Scaling and HA

Velixir has two scaling dimensions: vertical (the plan, which sets per-replica CPU / memory / disk) and horizontal (replica count, optionally autoscaled). Plus an optional high-availability mode that keeps warm-standby replicas ready for instant failover.

Plans

Plans set per-replica resources. Every app picks one at creation; you can change it any time without redeploying - the next deploy rolls pods over with the new plan.

Plans range from a small dev tier (shared CPU, 512 MB RAM) up to dedicated multi-vCPU plans for production traffic. The full plan grid is on the Scaling tab of each app and on the public pricing page.

Autoscaling

On the Scaling tab, set:

Min / max replicas - the bounds the autoscaler operates within.
CPU threshold - scale up when sustained CPU exceeds this percentage. Required.
Memory threshold - optional. When both are set, K8s scales up if either is exceeded.
Sustain for / cool-down - how long load must exceed the threshold before scaling up, and how long to wait before scaling down. The defaults (180s / 300s) suit most apps.

We use the standard Kubernetes HPA under the hood. Metrics come from metrics-server inside the cluster - the same data that drives the live charts on the Overview tab.

Slots

Every app has a production slot plus optional staging slots. Slots share the app's plan but each has its own replicas and its own deploy history. Use them to:

Stage releases - deploy to staging, smoke-test at staging-<your-app>-<region>.velixir.run, then promote.
Run preview environments - spin up a per-feature slot per PR (and tear it down when the PR merges).

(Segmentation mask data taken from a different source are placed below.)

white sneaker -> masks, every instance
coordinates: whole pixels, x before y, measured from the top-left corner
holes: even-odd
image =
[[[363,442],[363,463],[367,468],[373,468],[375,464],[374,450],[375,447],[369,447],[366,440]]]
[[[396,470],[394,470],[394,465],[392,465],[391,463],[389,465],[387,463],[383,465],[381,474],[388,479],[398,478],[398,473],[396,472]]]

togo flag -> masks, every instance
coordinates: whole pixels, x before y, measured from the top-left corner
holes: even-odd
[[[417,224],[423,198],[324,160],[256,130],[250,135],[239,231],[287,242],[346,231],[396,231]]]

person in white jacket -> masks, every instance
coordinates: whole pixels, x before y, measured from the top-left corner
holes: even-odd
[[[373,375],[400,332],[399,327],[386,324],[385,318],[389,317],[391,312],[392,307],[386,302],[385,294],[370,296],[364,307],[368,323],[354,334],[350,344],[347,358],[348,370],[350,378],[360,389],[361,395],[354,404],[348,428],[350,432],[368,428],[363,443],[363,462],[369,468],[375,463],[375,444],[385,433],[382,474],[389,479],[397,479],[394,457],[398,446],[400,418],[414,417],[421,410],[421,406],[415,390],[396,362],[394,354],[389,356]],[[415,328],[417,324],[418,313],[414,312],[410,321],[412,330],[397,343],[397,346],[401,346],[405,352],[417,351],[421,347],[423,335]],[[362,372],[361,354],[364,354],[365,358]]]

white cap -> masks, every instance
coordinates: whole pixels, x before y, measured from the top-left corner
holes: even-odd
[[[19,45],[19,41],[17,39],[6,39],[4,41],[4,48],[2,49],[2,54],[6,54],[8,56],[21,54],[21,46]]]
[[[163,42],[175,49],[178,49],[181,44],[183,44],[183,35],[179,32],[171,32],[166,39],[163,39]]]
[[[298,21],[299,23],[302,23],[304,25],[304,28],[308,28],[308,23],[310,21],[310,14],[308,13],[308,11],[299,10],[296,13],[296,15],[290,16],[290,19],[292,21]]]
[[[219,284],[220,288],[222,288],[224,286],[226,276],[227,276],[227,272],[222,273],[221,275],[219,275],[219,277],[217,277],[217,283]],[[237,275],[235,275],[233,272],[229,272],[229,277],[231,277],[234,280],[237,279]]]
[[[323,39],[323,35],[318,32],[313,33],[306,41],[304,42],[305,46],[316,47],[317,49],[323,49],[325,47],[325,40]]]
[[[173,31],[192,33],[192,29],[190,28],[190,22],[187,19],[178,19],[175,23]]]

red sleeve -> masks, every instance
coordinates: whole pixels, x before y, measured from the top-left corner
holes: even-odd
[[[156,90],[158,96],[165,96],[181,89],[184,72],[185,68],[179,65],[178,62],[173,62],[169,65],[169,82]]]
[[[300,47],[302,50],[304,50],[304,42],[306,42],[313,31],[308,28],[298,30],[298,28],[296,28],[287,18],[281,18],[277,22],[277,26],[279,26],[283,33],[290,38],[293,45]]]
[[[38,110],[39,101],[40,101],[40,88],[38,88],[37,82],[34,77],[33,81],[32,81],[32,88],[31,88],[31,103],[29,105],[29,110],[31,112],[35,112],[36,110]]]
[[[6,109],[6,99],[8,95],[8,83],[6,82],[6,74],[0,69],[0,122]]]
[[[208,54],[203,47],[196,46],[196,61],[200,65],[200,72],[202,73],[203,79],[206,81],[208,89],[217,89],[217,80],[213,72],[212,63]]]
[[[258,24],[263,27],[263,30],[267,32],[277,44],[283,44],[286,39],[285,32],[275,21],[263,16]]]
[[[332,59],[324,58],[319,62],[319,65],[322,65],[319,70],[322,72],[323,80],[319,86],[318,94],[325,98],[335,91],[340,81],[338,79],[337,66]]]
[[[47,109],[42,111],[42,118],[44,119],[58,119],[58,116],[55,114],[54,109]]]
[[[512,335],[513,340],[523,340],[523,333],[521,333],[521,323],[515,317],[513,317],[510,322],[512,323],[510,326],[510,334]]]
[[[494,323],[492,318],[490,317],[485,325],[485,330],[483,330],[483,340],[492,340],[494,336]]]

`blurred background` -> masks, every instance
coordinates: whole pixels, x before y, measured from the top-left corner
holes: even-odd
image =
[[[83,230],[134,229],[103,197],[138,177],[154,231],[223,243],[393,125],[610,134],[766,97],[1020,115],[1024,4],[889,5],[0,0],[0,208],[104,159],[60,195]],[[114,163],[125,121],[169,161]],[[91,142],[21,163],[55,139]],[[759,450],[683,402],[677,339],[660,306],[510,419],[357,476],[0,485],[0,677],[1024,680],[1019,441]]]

Promoting a slot is near-instant: we swap which slot the edge route points at; the previously-live pods stay warm so flipping back is also fast.

High availability

On the Scaling tab, toggle Enable HA. We:

Provision warm-standby replicas alongside your primary, spread across worker nodes.
Wire the edge so traffic fails over automatically if the primary set goes unhealthy.

The warm-standby plan is configurable separately, so you can run a cheaper plan on the standby if its only job is to absorb traffic during an outage. Standby replicas are billed at the normal hourly rate while they're running; pausing the slot stops billing but takes longer to fail over.

Failover is automatic. You don't need to flip a switch.